| |||||||||||||
SELinuxDenyPtrace and security by defaultSELinuxDenyPtrace and security by defaultPosted Apr 12, 2012 6:31 UTC (Thu) by JoeBuck (subscriber, #2330)Parent article: SELinuxDenyPtrace and security by default "if you understand what ptrace or gdb are, you probably can figure out how to turn this feature off." What Dan misses is that his employer has sold a number of large deployments to corporate customers, where the software developers don't have root on the systems they use. What he also doesn't seem to sufficiently appreciate is that if a security feature has to be turned off to diagnose any problems, everyone will wind up being forced to turn it off so he might has well have saved the work and not bothered with the feature. That said, of course ptrace can be a security issue. Maybe there can be a more sophisticated way of limiting its use. For example, I don't want my browser, or any helper app that it launches, to be able to ptrace, but if I start a debugger from my terminal, it should be able to trace any non-setuid process I own. Come up with a way to prevent processes we don't expect to use ptrace to be forbidden to do it.
(Log in to post comments)
SELinuxDenyPtrace and security by default Posted Apr 12, 2012 10:32 UTC (Thu) by tialaramex (subscriber, #21167) [Link]
Roughly the same problem exists on locked down Windows (installing a debugger hook requires System privileges, but the local user may not legitimately have System privileges) and presumably companies that want their C or C++ developers to be at all effective have come up with a policy and mechanisms to handle this case.
Would it be better to have millions of locked down machines where the user doesn't need ptrace and there is a boolean that would disable it, but the user lacks privileges to enable that boolean?
I _think_ SELinux could be configured to grant ptrace rights to binaries like gdb, but the problem is that this mostly undoes the security benefit of removing the privilege in the first place.
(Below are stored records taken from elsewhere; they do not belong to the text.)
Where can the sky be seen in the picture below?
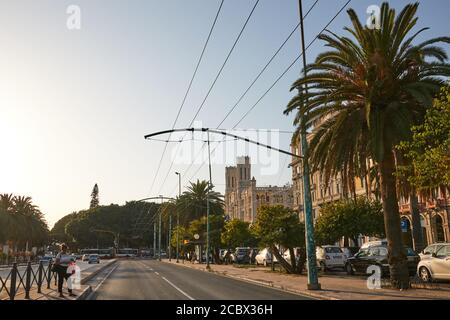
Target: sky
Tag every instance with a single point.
(75, 104)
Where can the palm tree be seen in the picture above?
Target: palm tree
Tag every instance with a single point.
(362, 97)
(192, 203)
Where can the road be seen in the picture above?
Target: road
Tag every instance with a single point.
(153, 280)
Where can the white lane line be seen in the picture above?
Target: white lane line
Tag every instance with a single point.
(103, 280)
(181, 291)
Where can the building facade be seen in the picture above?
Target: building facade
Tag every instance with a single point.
(435, 214)
(243, 197)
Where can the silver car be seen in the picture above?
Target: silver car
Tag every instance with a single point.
(436, 266)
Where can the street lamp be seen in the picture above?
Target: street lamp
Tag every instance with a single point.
(313, 281)
(178, 214)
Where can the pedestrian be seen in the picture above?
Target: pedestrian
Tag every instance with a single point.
(62, 261)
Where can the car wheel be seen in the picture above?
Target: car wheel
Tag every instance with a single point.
(349, 269)
(424, 274)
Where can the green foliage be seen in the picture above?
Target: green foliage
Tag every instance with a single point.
(237, 233)
(278, 226)
(216, 224)
(429, 148)
(21, 222)
(349, 218)
(132, 221)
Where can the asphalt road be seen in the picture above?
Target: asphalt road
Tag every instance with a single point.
(153, 280)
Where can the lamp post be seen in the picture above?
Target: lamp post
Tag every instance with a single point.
(178, 214)
(313, 281)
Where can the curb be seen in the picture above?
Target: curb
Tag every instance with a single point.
(86, 292)
(262, 283)
(96, 272)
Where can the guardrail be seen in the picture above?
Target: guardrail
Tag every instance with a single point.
(26, 279)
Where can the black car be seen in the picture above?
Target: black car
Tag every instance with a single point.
(378, 256)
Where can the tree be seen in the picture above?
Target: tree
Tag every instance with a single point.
(349, 218)
(94, 197)
(191, 205)
(237, 233)
(429, 148)
(361, 97)
(216, 224)
(22, 222)
(278, 226)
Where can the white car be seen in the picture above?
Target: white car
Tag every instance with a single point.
(287, 255)
(264, 257)
(94, 258)
(429, 250)
(330, 257)
(436, 266)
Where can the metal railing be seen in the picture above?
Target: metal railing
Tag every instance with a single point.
(16, 280)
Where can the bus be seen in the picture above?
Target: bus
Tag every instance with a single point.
(127, 253)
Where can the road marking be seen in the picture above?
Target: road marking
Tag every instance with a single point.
(184, 293)
(103, 280)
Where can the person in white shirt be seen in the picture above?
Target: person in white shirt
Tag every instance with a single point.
(61, 264)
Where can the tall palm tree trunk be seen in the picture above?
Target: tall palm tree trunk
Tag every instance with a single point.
(397, 259)
(416, 225)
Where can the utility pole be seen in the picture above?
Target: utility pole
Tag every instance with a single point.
(159, 234)
(154, 239)
(170, 237)
(313, 281)
(208, 206)
(178, 214)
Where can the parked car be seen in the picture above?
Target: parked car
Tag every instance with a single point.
(252, 255)
(350, 251)
(264, 257)
(287, 255)
(46, 259)
(378, 256)
(94, 258)
(241, 255)
(432, 248)
(330, 257)
(375, 243)
(436, 266)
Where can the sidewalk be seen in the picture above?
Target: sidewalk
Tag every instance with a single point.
(334, 287)
(52, 294)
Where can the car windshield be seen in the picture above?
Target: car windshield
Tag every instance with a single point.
(333, 250)
(410, 252)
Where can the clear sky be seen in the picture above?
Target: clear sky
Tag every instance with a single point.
(75, 104)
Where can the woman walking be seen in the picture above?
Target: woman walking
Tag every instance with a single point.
(61, 264)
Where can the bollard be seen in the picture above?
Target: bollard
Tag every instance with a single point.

Maybe a nice alternative would be to enable ptrace by default only for processes which are marked at exec-time in some way as volunteering to be traced. The "your children" rule is a primitive version of this restriction, but a smarter one could allow for almost all legitimate debugging. The only special case where you'd want to turn off the boolean then would be debugging of a production system that has some error you can't reproduce under test conditions yet must anyhow diagnose and fix. That's a narrow enough case that requiring people to jump through hoops ought to be acceptable.
SELinuxDenyPtrace and security by default Posted Apr 12, 2012 13:48 UTC (Thu) by cesarb (subscriber, #6266) [Link]
> Maybe a nice alternative would be to enable ptrace by default only for processes which are marked at exec-time in some way as volunteering to be traced.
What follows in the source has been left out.